Thursday, 17 December 2015
Poster Hall (Moscone South)
Angela Piller, Portland State University, Geology, Portland, OR, United States, Eric Anderson, University of Alabama in Huntsville, Earth System Science Center, Huntsville, AL, United States; NASA-SERVIR, Hindu Kush-Himalaya Point of Contact, Huntsville, AL, United States and Hannah Ballard, University of Alabama in Huntsville, Huntsville, AL, United States
Landslides in the United States cause more than $1 billion in damages and 50 deaths per year (USGS 2014). Globally, figures are much more grave, yet monitoring, mapping and forecasting of these hazards are less than adequate. Seventy-five percent of the population of Rwanda earns a living from farming, mostly subsistence. Loss of farmland, housing, or life, to landslides is a very real hazard. Landslides in Rwanda have an impact at the economic, social, and environmental level.

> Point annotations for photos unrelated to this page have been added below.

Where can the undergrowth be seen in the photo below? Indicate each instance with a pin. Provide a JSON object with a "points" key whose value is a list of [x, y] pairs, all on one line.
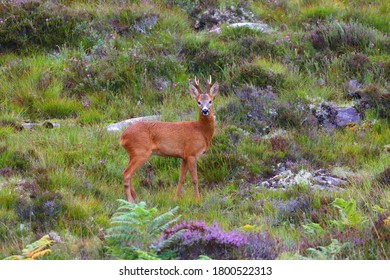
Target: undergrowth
{"points": [[69, 68]]}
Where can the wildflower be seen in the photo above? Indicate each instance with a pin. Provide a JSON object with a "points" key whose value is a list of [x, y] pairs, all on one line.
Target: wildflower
{"points": [[248, 227], [85, 103]]}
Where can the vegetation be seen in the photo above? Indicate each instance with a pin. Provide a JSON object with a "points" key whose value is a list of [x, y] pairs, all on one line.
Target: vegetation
{"points": [[86, 64]]}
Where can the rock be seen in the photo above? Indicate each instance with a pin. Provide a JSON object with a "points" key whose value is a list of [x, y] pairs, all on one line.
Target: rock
{"points": [[214, 17], [252, 25], [123, 124], [317, 180], [146, 24], [45, 124], [330, 116], [347, 115], [353, 87]]}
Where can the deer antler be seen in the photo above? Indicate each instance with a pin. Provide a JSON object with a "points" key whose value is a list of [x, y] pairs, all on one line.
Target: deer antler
{"points": [[208, 85], [197, 85]]}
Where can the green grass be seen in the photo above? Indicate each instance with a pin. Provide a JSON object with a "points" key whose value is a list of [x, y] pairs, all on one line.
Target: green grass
{"points": [[96, 69]]}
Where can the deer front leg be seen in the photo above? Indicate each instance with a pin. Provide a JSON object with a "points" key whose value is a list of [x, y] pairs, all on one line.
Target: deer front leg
{"points": [[191, 162], [131, 168], [183, 173]]}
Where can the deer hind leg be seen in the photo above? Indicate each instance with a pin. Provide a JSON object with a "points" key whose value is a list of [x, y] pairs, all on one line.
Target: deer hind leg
{"points": [[183, 173], [191, 162], [132, 167]]}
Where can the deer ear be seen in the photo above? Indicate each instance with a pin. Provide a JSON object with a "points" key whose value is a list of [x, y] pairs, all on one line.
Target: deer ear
{"points": [[214, 89], [194, 91]]}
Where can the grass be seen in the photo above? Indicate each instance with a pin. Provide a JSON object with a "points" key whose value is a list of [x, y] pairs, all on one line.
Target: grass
{"points": [[103, 69]]}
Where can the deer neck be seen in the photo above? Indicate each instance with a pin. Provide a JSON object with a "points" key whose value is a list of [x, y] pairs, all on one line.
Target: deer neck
{"points": [[207, 124]]}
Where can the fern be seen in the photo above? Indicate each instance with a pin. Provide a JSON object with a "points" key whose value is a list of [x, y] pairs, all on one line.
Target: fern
{"points": [[331, 252], [34, 250], [135, 231], [349, 216]]}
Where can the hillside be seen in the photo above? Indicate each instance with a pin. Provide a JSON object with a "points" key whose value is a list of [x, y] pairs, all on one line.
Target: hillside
{"points": [[299, 165]]}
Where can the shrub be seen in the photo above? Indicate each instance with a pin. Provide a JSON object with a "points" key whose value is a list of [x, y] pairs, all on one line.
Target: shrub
{"points": [[200, 239], [381, 228]]}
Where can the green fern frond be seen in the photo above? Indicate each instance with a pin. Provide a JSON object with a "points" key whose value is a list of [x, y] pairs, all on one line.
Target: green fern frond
{"points": [[134, 228]]}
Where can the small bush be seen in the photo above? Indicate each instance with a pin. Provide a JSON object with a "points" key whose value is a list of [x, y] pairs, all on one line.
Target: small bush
{"points": [[59, 108], [135, 230], [200, 239]]}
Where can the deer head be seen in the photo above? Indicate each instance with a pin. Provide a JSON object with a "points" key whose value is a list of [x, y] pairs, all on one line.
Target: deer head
{"points": [[204, 98]]}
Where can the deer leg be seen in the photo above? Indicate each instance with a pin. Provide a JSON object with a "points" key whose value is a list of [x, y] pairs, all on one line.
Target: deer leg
{"points": [[132, 167], [191, 162], [183, 173]]}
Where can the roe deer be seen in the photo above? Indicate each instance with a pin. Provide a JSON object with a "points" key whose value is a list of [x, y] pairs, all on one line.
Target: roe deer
{"points": [[186, 140]]}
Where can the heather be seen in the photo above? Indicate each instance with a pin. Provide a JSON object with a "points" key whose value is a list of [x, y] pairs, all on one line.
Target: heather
{"points": [[298, 167]]}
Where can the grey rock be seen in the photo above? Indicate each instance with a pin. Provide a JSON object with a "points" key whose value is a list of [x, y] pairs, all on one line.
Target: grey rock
{"points": [[119, 126], [347, 115], [330, 116], [252, 25]]}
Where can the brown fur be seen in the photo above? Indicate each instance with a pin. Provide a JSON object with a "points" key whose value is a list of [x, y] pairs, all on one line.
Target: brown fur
{"points": [[186, 140]]}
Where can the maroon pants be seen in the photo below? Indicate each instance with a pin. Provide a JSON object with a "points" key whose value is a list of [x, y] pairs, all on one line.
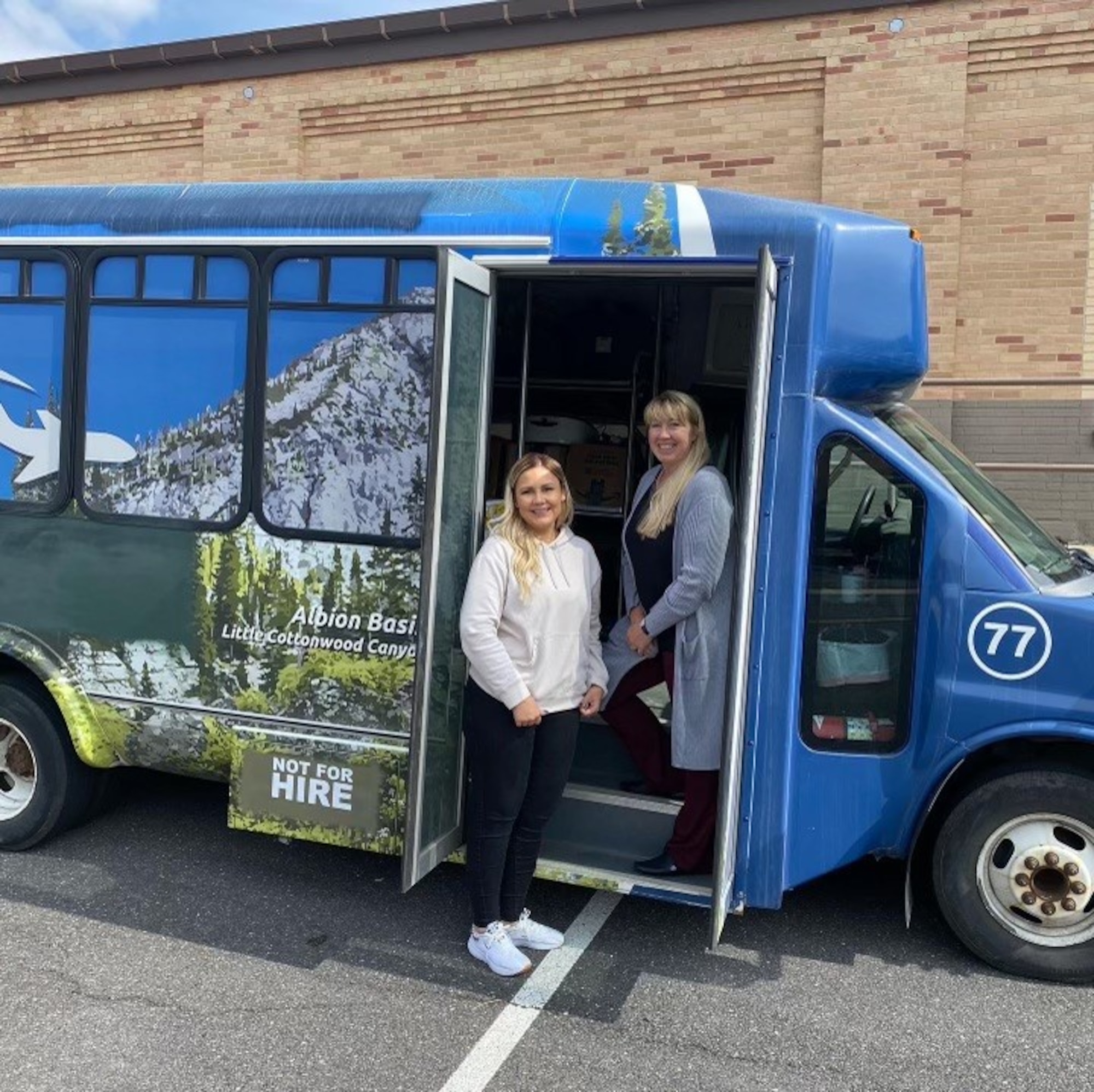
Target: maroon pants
{"points": [[692, 846]]}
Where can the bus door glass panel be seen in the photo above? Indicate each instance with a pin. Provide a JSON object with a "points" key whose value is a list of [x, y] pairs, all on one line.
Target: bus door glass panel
{"points": [[34, 323], [348, 391], [166, 366], [749, 482], [435, 814], [863, 602]]}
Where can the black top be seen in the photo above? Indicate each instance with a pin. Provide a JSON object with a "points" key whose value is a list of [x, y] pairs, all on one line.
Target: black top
{"points": [[653, 562]]}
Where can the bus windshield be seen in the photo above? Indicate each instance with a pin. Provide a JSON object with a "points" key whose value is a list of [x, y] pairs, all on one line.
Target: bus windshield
{"points": [[1044, 557]]}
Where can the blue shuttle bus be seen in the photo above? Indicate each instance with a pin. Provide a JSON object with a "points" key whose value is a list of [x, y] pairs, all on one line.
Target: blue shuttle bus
{"points": [[249, 435]]}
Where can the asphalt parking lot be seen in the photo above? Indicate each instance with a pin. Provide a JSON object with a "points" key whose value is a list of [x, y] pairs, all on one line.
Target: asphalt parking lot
{"points": [[156, 949]]}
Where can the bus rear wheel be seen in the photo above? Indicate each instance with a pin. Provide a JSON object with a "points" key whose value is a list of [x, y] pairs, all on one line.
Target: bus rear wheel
{"points": [[44, 787], [1014, 873]]}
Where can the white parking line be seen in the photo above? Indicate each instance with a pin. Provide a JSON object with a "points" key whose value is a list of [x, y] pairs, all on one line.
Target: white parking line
{"points": [[502, 1037]]}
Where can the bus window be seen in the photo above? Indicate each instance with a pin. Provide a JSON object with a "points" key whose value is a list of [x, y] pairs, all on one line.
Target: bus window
{"points": [[166, 373], [347, 398], [33, 326], [863, 602]]}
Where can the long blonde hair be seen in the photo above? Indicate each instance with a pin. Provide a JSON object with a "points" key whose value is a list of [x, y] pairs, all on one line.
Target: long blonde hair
{"points": [[510, 527], [674, 406]]}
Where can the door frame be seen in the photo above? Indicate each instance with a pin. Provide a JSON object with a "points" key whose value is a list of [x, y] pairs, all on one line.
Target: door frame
{"points": [[420, 860]]}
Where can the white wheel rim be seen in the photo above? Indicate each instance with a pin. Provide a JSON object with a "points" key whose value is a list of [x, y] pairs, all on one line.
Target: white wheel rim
{"points": [[1035, 877], [19, 772]]}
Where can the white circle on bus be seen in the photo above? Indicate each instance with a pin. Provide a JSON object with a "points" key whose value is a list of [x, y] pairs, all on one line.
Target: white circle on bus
{"points": [[1010, 641]]}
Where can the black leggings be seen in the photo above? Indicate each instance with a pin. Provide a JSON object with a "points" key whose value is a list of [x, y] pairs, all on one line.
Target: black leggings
{"points": [[517, 780]]}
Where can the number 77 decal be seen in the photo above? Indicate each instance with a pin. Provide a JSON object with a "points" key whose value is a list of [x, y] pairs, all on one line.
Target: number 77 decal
{"points": [[1004, 634]]}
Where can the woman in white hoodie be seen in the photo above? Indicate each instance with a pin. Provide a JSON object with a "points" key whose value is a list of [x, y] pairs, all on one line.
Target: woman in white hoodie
{"points": [[530, 628]]}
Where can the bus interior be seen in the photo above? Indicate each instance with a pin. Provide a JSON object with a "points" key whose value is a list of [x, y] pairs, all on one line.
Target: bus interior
{"points": [[576, 359]]}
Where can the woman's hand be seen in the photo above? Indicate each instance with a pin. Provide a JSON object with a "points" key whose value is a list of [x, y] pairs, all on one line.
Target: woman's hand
{"points": [[528, 714], [641, 641], [591, 703]]}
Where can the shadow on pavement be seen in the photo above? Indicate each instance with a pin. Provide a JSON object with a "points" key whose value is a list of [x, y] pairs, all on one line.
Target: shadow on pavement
{"points": [[164, 861]]}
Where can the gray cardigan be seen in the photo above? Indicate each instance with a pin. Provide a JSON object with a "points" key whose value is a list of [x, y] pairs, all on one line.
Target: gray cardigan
{"points": [[699, 603]]}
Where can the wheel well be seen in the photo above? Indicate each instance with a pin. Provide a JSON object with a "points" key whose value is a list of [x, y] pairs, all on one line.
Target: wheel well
{"points": [[10, 668], [995, 761]]}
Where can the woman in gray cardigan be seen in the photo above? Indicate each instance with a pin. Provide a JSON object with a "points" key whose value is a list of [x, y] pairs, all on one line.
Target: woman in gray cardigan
{"points": [[678, 573]]}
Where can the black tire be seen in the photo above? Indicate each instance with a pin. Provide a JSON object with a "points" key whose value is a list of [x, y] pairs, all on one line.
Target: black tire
{"points": [[44, 787], [1018, 817]]}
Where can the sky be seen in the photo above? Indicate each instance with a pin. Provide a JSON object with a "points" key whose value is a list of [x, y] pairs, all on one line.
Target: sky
{"points": [[51, 28]]}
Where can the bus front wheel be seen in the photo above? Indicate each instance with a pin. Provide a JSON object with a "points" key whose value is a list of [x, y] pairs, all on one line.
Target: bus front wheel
{"points": [[1014, 873], [44, 787]]}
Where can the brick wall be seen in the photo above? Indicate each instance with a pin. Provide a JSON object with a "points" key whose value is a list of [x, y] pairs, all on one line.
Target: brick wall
{"points": [[975, 123]]}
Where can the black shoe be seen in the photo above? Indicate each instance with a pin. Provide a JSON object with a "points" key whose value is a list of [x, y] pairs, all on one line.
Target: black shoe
{"points": [[662, 865]]}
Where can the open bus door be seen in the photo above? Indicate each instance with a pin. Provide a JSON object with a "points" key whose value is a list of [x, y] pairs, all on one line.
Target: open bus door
{"points": [[752, 481], [450, 538]]}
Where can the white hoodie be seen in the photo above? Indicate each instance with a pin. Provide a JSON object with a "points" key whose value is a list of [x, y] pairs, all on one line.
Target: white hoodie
{"points": [[548, 647]]}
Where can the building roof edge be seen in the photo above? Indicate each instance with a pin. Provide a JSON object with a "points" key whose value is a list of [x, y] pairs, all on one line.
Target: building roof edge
{"points": [[441, 32]]}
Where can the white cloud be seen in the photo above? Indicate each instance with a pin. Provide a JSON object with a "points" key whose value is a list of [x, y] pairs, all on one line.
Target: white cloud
{"points": [[50, 28], [27, 31], [108, 16]]}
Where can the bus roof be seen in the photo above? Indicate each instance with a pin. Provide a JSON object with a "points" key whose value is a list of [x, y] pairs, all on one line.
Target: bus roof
{"points": [[856, 318]]}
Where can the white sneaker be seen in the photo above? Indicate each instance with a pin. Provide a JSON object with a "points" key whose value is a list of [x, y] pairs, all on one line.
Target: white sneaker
{"points": [[497, 951], [525, 932]]}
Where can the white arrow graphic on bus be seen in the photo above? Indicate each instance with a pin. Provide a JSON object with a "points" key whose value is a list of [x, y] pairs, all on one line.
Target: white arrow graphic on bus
{"points": [[44, 450]]}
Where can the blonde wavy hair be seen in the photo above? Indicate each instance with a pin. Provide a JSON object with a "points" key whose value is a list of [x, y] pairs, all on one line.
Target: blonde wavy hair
{"points": [[510, 527], [666, 407]]}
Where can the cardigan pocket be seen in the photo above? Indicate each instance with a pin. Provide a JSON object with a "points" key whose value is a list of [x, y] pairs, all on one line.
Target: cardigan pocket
{"points": [[692, 651]]}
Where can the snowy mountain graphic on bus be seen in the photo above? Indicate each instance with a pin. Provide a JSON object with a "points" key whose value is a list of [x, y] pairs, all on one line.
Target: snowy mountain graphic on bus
{"points": [[345, 435], [347, 429]]}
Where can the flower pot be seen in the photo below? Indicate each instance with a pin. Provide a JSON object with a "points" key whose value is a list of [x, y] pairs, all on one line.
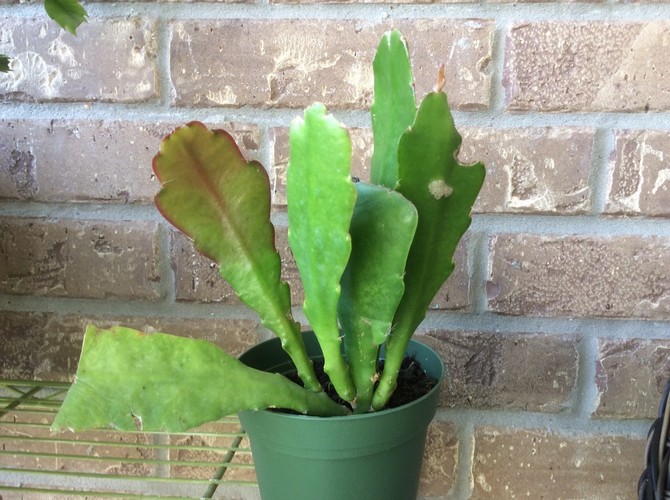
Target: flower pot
{"points": [[358, 457]]}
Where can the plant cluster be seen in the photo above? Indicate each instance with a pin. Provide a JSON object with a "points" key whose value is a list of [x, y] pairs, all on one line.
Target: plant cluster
{"points": [[371, 257]]}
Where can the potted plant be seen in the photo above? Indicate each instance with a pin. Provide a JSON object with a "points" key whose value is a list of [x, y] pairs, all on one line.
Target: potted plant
{"points": [[371, 257]]}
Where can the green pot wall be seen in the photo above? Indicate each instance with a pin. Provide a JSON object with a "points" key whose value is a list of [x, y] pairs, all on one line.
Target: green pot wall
{"points": [[359, 457]]}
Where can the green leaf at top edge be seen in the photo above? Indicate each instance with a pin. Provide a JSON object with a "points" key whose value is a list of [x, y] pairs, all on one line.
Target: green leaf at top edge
{"points": [[69, 14], [211, 193], [443, 192], [4, 63], [394, 106], [320, 203]]}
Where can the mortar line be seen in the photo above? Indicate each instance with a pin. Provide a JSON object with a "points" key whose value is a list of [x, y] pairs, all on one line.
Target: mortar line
{"points": [[586, 390], [599, 176], [166, 90], [499, 39], [558, 423], [613, 12], [166, 273], [500, 223], [478, 257], [464, 484]]}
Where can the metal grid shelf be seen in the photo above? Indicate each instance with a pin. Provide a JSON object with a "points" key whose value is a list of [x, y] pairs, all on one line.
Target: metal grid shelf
{"points": [[213, 461]]}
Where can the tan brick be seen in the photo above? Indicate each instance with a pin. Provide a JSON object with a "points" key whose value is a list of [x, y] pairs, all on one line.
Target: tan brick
{"points": [[630, 376], [108, 161], [516, 463], [534, 170], [111, 60], [587, 66], [506, 371], [292, 63], [622, 276], [440, 460], [640, 179], [46, 346], [68, 258]]}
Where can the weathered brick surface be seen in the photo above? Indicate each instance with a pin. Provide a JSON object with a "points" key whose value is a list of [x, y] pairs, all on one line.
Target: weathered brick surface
{"points": [[621, 276], [630, 376], [292, 63], [587, 66], [532, 170], [108, 161], [506, 371], [440, 460], [68, 258], [46, 346], [519, 463], [111, 60], [640, 178]]}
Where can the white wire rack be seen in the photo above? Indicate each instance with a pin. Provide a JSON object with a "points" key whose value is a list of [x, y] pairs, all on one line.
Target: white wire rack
{"points": [[213, 461]]}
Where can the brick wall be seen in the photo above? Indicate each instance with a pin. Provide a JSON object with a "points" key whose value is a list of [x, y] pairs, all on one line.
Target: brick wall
{"points": [[556, 325]]}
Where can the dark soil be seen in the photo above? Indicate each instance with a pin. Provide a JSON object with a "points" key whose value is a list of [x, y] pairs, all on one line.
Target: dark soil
{"points": [[413, 382]]}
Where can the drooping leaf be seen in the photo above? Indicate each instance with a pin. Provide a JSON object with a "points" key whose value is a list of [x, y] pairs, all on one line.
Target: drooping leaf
{"points": [[382, 230], [222, 202], [4, 63], [320, 201], [443, 191], [155, 382], [69, 14], [394, 107]]}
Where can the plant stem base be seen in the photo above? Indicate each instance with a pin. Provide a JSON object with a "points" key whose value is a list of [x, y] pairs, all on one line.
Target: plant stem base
{"points": [[359, 457]]}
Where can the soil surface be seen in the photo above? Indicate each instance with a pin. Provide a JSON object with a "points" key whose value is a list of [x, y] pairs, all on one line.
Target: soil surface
{"points": [[413, 382]]}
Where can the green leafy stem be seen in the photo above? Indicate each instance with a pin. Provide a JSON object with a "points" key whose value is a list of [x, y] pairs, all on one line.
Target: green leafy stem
{"points": [[69, 14]]}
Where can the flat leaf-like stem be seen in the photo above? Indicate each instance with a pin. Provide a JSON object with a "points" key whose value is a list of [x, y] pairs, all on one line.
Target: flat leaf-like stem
{"points": [[320, 202], [382, 230], [69, 14], [130, 380], [216, 197], [394, 106], [443, 191]]}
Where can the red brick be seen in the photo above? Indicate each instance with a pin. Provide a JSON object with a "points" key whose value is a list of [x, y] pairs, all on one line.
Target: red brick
{"points": [[506, 371], [46, 346], [292, 63], [74, 258], [111, 60], [440, 460], [108, 161], [532, 170], [620, 276], [516, 463], [630, 376], [587, 66], [640, 177]]}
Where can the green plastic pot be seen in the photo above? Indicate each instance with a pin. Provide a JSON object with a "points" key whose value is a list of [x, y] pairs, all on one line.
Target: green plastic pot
{"points": [[358, 457]]}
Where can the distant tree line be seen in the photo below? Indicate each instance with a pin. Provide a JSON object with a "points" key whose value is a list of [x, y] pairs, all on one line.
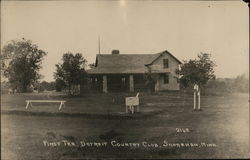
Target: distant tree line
{"points": [[21, 61]]}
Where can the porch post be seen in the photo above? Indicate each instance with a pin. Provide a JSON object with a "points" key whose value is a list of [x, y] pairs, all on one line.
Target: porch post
{"points": [[131, 83], [104, 84]]}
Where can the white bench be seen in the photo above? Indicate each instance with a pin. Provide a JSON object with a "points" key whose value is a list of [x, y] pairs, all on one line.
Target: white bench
{"points": [[132, 102], [29, 102]]}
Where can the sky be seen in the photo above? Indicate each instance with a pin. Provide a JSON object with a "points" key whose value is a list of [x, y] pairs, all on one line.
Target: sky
{"points": [[184, 28]]}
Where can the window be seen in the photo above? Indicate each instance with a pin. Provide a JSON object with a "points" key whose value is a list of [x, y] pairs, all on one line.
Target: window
{"points": [[165, 63], [123, 80], [166, 78]]}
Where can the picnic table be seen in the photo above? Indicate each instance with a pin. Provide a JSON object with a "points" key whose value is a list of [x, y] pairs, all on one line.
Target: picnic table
{"points": [[132, 102]]}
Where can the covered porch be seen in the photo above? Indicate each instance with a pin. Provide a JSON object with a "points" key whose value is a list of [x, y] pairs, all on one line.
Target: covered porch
{"points": [[118, 82]]}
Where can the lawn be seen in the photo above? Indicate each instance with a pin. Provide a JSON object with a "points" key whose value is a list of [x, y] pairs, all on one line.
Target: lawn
{"points": [[221, 129]]}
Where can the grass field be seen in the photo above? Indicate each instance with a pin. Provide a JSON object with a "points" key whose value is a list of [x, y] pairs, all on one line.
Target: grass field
{"points": [[221, 129]]}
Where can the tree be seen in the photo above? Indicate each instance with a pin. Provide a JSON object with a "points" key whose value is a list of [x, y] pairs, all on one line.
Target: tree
{"points": [[71, 71], [197, 71], [20, 61]]}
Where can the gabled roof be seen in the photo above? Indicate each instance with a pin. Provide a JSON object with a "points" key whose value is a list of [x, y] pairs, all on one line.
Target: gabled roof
{"points": [[165, 52], [124, 63]]}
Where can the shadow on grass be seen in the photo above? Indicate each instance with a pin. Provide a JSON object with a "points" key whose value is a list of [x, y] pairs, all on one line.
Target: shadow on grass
{"points": [[86, 115]]}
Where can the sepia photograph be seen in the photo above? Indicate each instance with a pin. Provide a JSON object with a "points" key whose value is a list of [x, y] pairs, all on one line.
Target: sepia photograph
{"points": [[124, 79]]}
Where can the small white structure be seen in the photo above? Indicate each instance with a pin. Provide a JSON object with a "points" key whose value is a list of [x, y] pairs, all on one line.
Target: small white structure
{"points": [[132, 102], [197, 96], [29, 102]]}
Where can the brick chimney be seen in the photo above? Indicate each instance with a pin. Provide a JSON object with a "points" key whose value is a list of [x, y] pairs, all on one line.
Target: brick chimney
{"points": [[115, 52]]}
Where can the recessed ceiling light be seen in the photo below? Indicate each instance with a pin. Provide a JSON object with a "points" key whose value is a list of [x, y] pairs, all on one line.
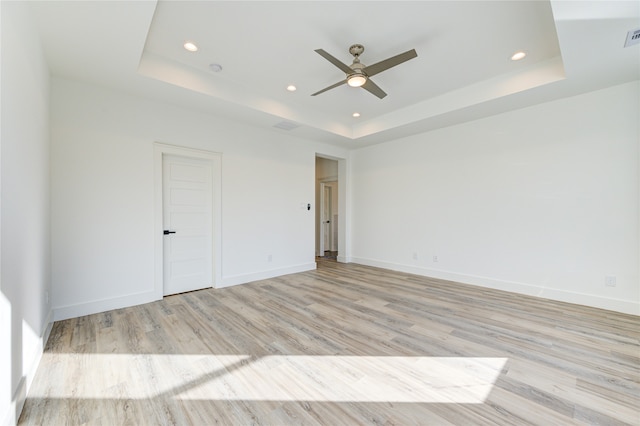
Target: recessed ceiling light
{"points": [[190, 46], [518, 55]]}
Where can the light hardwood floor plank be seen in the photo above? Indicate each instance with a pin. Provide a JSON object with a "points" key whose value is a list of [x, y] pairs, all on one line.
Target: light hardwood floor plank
{"points": [[345, 344]]}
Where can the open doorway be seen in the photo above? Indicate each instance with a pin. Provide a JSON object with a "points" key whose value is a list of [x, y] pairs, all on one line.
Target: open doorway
{"points": [[327, 208]]}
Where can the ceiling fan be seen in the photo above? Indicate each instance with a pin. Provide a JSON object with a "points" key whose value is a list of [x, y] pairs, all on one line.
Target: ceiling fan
{"points": [[358, 74]]}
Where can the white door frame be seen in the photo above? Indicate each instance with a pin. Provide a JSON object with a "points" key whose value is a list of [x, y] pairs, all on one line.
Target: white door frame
{"points": [[160, 150], [324, 184]]}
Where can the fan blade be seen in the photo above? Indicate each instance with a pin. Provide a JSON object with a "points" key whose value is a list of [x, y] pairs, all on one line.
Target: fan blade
{"points": [[333, 86], [374, 88], [344, 67], [378, 67]]}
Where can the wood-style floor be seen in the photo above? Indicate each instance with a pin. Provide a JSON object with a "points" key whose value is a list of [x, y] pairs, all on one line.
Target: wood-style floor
{"points": [[342, 345]]}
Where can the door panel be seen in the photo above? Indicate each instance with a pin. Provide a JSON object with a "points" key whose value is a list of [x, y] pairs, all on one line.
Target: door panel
{"points": [[187, 211]]}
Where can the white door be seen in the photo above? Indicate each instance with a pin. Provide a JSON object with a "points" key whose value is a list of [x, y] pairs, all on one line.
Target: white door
{"points": [[188, 224], [325, 218]]}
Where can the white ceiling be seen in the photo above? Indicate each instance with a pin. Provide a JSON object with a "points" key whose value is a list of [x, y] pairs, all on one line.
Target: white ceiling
{"points": [[462, 72]]}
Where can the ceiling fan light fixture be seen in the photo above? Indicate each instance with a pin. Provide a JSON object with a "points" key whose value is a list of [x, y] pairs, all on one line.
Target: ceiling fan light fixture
{"points": [[518, 55], [190, 46], [356, 80]]}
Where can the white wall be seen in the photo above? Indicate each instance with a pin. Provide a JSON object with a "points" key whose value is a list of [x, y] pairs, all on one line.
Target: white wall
{"points": [[542, 201], [102, 187], [24, 194]]}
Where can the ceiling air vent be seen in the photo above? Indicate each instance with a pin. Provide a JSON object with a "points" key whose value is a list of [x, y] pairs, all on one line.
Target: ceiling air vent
{"points": [[286, 125], [633, 37]]}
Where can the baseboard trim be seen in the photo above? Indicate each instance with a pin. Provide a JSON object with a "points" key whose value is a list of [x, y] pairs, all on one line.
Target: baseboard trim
{"points": [[229, 281], [81, 309], [623, 306], [22, 390]]}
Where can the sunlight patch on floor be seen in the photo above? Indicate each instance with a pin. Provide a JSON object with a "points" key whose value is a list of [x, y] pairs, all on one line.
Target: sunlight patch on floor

In a developing nation that faces challenges in tracking, cataloging, and predicting the numerous landslides that occur each year, satellite imagery and spatial analysis allow for remote study. We have focused on the development of a landslide inventory and a statistical methodology for assessing landslide hazards. Using logistic regression on approximately 30 test variables (i.e. slope, soil type, land cover, etc.) and a sample of over 200 landslides, we determine which variables are statistically most relevant to landslide occurrence in Rwanda. A preliminary predictive hazard map for Rwanda has been produced, using the variables selected from the logistic regression analysis.